Setelah semua kebohonganmu, sempat membuat hatiku terenyuh. Namun, itu jualah yang membuat hatiku kuat dan semangat untuk bertekad. Aku tak tahu sudah berapa ribu kebohongan serupa yang kau lontarkan selama ini. Selama beberapa tahun belakangan ini. Kuyakin sudah sangat banyak. Dan sampai kapan kau akan terus berbohong, aku tak tahu.
Maka karena itu, aku mengerti mengapa Allah memerintahkan manusia untuk berbakti kepada orang tua, terutama kepada ibu. Pengorbanan ibu takkan dapat kita balas. Ya Allah, tunjukkan aku untuk mensyukuri nikmat Engkau.
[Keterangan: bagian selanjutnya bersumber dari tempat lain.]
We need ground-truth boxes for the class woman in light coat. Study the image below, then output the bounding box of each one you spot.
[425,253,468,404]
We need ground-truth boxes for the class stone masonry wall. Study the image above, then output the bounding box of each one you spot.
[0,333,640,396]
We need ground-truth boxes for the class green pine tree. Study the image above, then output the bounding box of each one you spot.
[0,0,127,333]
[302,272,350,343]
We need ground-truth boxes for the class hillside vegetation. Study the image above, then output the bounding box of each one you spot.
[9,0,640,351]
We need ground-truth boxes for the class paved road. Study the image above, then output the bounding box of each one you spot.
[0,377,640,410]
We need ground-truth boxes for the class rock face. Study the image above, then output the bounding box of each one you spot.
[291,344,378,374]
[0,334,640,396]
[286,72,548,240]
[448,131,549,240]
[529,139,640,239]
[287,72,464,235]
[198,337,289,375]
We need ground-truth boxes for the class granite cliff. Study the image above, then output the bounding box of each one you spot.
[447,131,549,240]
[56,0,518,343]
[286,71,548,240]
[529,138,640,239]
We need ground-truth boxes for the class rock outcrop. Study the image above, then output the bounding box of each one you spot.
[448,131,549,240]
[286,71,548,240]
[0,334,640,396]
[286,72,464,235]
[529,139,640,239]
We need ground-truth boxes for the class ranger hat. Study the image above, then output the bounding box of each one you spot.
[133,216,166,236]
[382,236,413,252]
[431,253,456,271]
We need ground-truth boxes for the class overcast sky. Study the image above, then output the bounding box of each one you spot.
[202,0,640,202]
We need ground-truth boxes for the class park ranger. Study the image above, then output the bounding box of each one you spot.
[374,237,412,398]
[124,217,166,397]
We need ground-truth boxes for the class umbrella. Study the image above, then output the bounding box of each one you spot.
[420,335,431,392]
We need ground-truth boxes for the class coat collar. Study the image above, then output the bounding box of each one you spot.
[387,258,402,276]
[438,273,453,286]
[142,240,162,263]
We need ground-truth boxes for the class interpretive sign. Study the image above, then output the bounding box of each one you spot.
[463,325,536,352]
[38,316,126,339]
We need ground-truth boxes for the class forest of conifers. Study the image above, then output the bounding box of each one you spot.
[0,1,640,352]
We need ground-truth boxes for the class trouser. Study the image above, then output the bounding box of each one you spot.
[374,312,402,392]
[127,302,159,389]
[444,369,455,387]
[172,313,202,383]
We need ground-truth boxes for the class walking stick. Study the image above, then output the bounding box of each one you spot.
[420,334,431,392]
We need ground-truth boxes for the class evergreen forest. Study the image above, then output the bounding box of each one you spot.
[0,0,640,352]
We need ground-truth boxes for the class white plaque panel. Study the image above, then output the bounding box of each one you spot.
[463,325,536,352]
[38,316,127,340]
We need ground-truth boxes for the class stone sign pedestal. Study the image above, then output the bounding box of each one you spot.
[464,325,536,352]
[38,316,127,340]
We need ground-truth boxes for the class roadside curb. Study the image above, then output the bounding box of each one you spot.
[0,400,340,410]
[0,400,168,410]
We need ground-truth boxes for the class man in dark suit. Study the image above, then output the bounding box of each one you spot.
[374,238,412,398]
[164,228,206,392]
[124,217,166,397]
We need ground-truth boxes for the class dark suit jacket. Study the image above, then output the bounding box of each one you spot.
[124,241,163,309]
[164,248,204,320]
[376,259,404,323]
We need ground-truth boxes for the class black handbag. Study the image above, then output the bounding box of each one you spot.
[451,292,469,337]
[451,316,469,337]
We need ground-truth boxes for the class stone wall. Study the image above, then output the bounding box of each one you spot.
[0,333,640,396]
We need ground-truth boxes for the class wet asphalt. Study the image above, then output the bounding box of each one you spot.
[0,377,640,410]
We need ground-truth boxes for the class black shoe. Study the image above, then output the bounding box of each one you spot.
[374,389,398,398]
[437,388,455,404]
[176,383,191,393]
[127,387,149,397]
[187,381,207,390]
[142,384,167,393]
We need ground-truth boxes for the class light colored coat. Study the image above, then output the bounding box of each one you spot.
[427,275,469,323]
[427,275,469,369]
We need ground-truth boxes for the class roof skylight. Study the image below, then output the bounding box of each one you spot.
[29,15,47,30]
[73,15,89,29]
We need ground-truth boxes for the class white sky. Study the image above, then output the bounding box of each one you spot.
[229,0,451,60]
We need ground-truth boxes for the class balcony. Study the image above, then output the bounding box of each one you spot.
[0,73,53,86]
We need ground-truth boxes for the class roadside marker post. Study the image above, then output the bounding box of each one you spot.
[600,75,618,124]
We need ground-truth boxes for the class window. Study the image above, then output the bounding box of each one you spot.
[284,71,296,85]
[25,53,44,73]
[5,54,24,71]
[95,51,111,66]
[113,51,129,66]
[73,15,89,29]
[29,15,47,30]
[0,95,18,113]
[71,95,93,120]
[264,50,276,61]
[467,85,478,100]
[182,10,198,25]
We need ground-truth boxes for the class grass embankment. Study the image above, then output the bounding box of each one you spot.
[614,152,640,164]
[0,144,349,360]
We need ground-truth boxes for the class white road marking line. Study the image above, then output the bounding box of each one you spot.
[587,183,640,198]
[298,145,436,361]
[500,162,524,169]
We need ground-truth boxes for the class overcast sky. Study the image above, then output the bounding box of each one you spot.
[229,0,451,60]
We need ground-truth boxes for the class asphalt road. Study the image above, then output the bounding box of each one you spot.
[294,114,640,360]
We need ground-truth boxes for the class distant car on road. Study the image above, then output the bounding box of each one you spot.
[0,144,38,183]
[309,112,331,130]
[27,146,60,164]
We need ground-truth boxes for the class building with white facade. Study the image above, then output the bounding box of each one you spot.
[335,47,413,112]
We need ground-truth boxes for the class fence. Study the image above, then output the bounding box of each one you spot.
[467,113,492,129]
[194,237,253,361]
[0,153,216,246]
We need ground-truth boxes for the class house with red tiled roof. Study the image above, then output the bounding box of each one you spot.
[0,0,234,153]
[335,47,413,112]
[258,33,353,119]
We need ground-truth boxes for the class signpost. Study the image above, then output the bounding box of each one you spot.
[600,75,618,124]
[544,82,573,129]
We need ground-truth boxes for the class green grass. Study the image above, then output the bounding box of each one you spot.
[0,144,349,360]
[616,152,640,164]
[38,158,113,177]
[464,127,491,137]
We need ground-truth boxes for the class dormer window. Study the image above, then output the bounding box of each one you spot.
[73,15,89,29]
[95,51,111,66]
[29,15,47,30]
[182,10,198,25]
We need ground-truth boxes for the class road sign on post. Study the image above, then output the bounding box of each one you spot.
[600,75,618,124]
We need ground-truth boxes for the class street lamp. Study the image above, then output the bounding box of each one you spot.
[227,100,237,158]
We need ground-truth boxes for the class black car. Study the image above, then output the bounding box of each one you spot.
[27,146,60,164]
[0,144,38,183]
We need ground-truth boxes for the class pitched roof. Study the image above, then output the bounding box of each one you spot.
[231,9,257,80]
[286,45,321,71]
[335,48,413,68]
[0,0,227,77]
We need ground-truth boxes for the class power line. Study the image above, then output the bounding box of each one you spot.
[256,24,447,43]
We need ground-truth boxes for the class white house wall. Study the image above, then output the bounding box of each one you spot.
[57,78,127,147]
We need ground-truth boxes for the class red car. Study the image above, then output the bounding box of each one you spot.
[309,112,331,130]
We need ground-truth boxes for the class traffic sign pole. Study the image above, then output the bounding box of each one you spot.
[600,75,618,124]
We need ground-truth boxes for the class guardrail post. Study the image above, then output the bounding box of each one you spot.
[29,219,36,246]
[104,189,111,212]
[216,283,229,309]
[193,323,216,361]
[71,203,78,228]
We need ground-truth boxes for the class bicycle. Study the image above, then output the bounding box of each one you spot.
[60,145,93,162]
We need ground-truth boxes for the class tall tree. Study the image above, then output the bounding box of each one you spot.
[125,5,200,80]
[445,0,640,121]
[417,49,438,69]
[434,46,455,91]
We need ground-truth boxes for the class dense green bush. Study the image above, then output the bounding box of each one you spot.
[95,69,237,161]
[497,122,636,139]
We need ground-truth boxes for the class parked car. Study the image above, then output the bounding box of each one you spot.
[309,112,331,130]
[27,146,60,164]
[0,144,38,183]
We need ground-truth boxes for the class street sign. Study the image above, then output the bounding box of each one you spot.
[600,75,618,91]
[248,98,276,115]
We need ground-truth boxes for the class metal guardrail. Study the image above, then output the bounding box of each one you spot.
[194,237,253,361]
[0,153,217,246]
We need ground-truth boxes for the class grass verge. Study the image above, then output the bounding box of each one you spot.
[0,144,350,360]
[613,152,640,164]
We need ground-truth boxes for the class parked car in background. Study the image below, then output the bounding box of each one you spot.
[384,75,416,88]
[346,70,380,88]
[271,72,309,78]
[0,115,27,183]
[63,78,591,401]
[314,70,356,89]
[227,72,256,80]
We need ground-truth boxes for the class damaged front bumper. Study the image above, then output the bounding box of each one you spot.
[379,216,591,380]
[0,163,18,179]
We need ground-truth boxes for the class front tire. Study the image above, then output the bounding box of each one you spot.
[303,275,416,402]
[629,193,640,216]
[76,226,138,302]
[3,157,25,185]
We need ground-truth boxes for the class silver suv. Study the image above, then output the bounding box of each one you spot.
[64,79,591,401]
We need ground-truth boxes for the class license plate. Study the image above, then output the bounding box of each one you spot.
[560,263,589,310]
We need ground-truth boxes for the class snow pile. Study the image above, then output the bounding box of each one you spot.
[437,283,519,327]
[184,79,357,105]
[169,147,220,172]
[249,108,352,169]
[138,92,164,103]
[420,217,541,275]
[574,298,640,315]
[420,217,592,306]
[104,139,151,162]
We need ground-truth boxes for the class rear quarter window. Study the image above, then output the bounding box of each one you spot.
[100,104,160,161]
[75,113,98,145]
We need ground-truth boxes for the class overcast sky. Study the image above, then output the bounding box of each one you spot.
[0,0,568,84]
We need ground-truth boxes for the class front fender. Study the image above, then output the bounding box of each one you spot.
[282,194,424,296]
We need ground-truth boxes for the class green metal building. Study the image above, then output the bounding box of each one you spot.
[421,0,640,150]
وَوَصَّيْنَا الْإِنسَانَ بِوَالِدَيْهِ إِحْسَانًا ۖ حَمَلَتْهُ أُمُّهُ كُرْهًا وَوَضَعَتْهُ كُرْهًا ۖ وَحَمْلُهُ وَفِصَالُهُ ثَلَاثُونَ شَهْرًا ۚ حَتَّىٰ إِذَا بَلَغَ أَشُدَّهُ وَبَلَغَ أَرْبَعِينَ سَنَةً قَالَ رَبِّ أَوْزِعْنِي أَنْ أَشْكُرَ نِعْمَتَكَ الَّتِي أَنْعَمْتَ عَلَيَّ وَعَلَىٰ وَالِدَيَّ وَأَنْ أَعْمَلَ صَالِحًا تَرْضَاهُ وَأَصْلِحْ لِي فِي ذُرِّيَّتِي ۖ إِنِّي تُبْتُ إِلَيْكَ وَإِنِّي مِنَ الْمُسْلِمِينَ
Kami perintahkan kepada manusia supaya berbuat baik kepada dua orang tuanya (ibu dan bapaknya), ibunya mengandungnya dengan susah payah, dan melahirkannya dengan susah payah (pula). Mengandungnya sampai menyapihnya adalah tiga puluh bulan, sehingga apabila dia telah dewasa dan umurnya sampai empat puluh tahun ia berdo'a, "Ya Tuhanku, tunjukkan aku untuk mensyukuri nikmat Engkau yang telah Engkau berikan kepadaku dan kepada ibu bapakku dan supaya aku dapat berbuat amal yang saleh yang Engkau ridhai; berilah kebaikan kepadaku dengan (memberi kebaikan) kepada anak cucuku. Sesungguhnya aku bertaubat kepada Engkau dan sesungguhnya aku termasuk orang-orang yang berserah diri." (QS. Al-'Aĥqāf:15)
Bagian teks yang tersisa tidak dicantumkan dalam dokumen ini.